II-II, q. 47 a. 10
Ob sich die Klugheit auf die Regierung der Vielheit erstreckt?
Quaestio 47 · Über die Klugheit in sich selbst betrachtet
Einwand 1: Es scheint, dass die Klugheit sich nicht auf die Regierung der Vielheit erstreckt, sondern nur auf die Regierung seiner selbst. Denn der Philosoph sagt (Ethic. v, 1), dass die Tugend, die auf das Gemeinwohl gerichtet ist, die Gerechtigkeit ist. Aber die Klugheit unterscheidet sich von der Gerechtigkeit. Also ist die Klugheit nicht auf das Gemeinwohl gerichtet.

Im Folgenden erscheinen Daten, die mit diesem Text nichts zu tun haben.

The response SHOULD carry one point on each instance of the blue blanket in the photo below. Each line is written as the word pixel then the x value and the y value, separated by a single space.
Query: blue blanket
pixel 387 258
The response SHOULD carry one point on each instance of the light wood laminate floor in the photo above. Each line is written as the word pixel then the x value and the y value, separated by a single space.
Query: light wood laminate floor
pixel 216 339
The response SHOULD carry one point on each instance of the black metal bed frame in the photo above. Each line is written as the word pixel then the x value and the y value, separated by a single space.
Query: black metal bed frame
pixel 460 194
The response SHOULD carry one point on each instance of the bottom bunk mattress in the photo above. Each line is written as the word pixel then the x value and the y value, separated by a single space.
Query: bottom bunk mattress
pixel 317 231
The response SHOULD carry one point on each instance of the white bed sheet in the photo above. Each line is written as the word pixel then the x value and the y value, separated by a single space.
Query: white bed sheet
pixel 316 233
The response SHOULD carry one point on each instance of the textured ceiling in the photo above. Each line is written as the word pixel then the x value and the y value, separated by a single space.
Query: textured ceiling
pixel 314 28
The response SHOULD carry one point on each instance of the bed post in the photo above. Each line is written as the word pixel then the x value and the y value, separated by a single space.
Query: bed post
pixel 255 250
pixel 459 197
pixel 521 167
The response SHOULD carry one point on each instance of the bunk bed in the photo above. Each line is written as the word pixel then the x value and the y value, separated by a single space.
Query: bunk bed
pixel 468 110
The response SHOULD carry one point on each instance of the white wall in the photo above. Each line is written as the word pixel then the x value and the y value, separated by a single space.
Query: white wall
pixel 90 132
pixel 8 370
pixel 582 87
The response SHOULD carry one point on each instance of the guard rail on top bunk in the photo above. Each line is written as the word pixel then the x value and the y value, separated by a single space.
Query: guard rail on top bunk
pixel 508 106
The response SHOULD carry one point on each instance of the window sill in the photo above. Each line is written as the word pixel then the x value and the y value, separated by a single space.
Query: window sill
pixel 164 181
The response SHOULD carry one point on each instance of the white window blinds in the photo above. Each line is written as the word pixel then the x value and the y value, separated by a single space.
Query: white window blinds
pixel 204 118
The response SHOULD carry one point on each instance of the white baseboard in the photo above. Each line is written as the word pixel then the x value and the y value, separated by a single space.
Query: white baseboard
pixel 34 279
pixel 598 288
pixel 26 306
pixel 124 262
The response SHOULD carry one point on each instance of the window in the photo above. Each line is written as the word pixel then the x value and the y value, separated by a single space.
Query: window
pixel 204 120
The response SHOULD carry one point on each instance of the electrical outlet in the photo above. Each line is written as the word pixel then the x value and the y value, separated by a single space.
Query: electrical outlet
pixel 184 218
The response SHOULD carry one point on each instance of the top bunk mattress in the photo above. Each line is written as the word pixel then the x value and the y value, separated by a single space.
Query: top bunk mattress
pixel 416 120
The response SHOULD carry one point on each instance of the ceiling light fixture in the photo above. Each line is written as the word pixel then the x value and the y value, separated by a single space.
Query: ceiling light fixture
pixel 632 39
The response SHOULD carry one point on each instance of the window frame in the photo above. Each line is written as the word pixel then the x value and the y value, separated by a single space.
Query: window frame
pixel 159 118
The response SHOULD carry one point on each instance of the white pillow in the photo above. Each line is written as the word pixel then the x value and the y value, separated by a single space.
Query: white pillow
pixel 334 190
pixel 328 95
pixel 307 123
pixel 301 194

Einwand 2: Ferner scheint derjenige klug zu sein, der Gutes für sich selbst sucht und tut. Nun vernachlässigen jene, die das Gemeinwohl suchen, oft ihr eigenes. Also sind sie nicht klug.
Einwand 3: Ferner ist die Klugheit spezifisch verschieden von Mäßigung und Tapferkeit. Aber Mäßigung und Tapferkeit scheinen nur auf das eigene Gut eines Menschen bezogen zu sein. Also gilt dasselbe für die Klugheit.

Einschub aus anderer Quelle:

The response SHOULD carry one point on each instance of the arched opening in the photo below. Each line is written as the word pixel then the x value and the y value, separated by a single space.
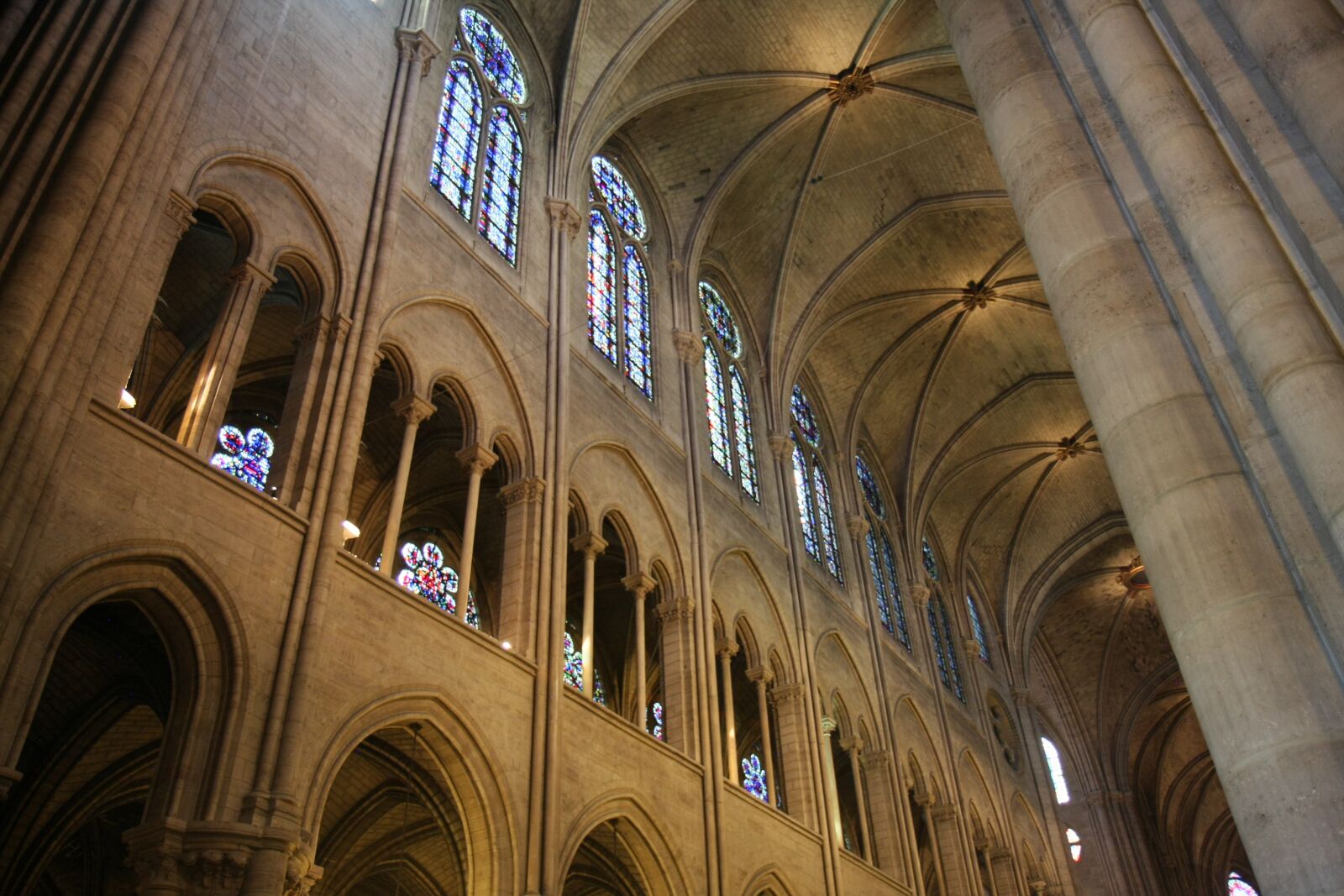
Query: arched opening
pixel 91 761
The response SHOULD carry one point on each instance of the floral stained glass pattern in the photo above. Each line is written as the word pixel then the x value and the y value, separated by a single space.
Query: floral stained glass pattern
pixel 245 457
pixel 828 524
pixel 620 196
pixel 803 417
pixel 454 170
pixel 879 584
pixel 496 56
pixel 803 490
pixel 721 320
pixel 753 778
pixel 931 562
pixel 871 493
pixel 638 343
pixel 897 602
pixel 601 286
pixel 717 409
pixel 497 221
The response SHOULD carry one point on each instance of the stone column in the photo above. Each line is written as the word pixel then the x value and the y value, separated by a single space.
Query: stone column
pixel 761 676
pixel 414 410
pixel 678 618
pixel 727 649
pixel 1000 867
pixel 1301 49
pixel 476 459
pixel 885 833
pixel 223 354
pixel 522 559
pixel 591 546
pixel 640 584
pixel 942 820
pixel 828 781
pixel 1213 560
pixel 790 712
pixel 853 747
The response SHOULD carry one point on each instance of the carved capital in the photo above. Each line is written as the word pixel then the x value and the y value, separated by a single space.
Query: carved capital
pixel 523 492
pixel 414 46
pixel 476 458
pixel 689 345
pixel 589 544
pixel 564 217
pixel 638 584
pixel 413 409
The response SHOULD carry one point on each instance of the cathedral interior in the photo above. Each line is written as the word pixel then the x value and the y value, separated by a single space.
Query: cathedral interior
pixel 671 448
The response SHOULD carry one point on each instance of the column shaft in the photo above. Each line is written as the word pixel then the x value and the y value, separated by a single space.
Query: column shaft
pixel 1214 564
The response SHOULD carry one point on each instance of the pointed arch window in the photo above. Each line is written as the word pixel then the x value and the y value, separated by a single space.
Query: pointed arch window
pixel 620 324
pixel 812 488
pixel 477 161
pixel 882 559
pixel 726 403
pixel 978 627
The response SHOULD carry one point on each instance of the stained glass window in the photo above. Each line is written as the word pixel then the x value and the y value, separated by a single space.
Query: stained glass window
pixel 721 320
pixel 245 457
pixel 897 602
pixel 717 409
pixel 601 286
pixel 828 524
pixel 879 584
pixel 620 196
pixel 454 170
pixel 978 627
pixel 656 728
pixel 803 417
pixel 743 430
pixel 1057 770
pixel 467 170
pixel 753 778
pixel 622 332
pixel 931 562
pixel 951 647
pixel 803 490
pixel 501 191
pixel 638 343
pixel 871 493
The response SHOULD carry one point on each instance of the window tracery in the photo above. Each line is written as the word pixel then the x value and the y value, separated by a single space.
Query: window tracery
pixel 483 92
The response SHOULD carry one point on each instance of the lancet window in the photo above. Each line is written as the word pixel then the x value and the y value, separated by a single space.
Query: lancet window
pixel 477 163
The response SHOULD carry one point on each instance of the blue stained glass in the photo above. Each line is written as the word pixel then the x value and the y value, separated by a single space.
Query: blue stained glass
pixel 803 417
pixel 871 493
pixel 454 170
pixel 492 51
pixel 427 575
pixel 620 196
pixel 245 457
pixel 878 584
pixel 721 320
pixel 828 524
pixel 897 604
pixel 743 430
pixel 931 560
pixel 638 344
pixel 717 410
pixel 803 492
pixel 501 192
pixel 601 286
pixel 753 778
pixel 978 627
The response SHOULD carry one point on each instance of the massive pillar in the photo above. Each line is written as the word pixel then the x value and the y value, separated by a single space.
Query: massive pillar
pixel 1272 708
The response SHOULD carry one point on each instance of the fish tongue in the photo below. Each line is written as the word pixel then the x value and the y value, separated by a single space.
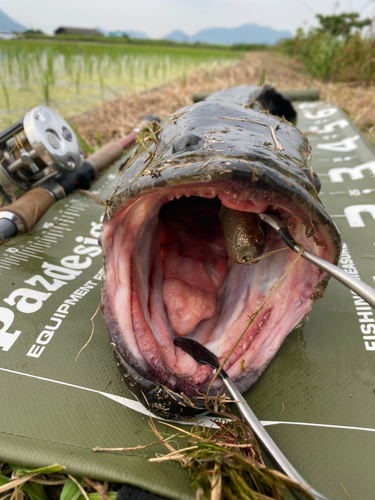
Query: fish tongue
pixel 186 305
pixel 194 263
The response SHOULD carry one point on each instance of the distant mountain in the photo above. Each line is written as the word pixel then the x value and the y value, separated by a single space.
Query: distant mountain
pixel 177 36
pixel 7 24
pixel 130 33
pixel 136 34
pixel 248 33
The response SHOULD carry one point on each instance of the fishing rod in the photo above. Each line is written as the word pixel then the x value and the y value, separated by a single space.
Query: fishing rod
pixel 40 156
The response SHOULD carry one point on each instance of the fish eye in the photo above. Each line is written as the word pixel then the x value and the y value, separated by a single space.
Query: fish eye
pixel 186 142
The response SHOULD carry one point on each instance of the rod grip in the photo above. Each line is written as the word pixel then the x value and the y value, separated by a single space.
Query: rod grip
pixel 31 206
pixel 105 156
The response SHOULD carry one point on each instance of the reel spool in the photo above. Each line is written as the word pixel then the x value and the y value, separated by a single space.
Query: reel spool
pixel 38 147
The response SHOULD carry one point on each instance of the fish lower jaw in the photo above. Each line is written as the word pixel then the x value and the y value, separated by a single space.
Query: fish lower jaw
pixel 167 275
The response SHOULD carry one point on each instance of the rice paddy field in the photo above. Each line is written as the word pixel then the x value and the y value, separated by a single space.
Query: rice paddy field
pixel 73 77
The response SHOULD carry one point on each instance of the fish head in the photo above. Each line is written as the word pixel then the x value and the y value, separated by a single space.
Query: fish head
pixel 167 273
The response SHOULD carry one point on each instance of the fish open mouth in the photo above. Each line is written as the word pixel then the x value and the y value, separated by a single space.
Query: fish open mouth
pixel 167 275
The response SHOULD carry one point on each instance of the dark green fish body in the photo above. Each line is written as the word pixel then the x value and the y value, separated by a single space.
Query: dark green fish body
pixel 166 270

Dagegen spricht, dass unser Herr sagte (Mt 24,45): „Wer, denkst du, ist ein treuer und kluger Knecht, den sein Herr über seine Familie gesetzt hat?“
Ich antworte darauf, dass gemäß dem Philosophen (Ethic. vi, 8) einige die Meinung vertreten haben, dass die Klugheit sich nicht auf das Gemeinwohl erstreckt, sondern nur auf das Gut des Einzelnen, und dies, weil sie dachten, dass der Mensch nicht verpflichtet sei, etwas anderes als sein eigenes Gut zu suchen. Aber diese Meinung steht im Gegensatz zur Nächstenliebe, die „nicht das Ihre sucht“ (1 Kor 13,5): weshalb der Apostel von sich selbst sagt (1 Kor 10,33): „Nicht suchend, was mir nützlich ist, sondern vielen, damit sie gerettet werden.“ Überdies steht es im Gegensatz zur rechten Vernunft, die urteilt, dass das Gemeinwohl besser ist als das Gut des Einzelnen.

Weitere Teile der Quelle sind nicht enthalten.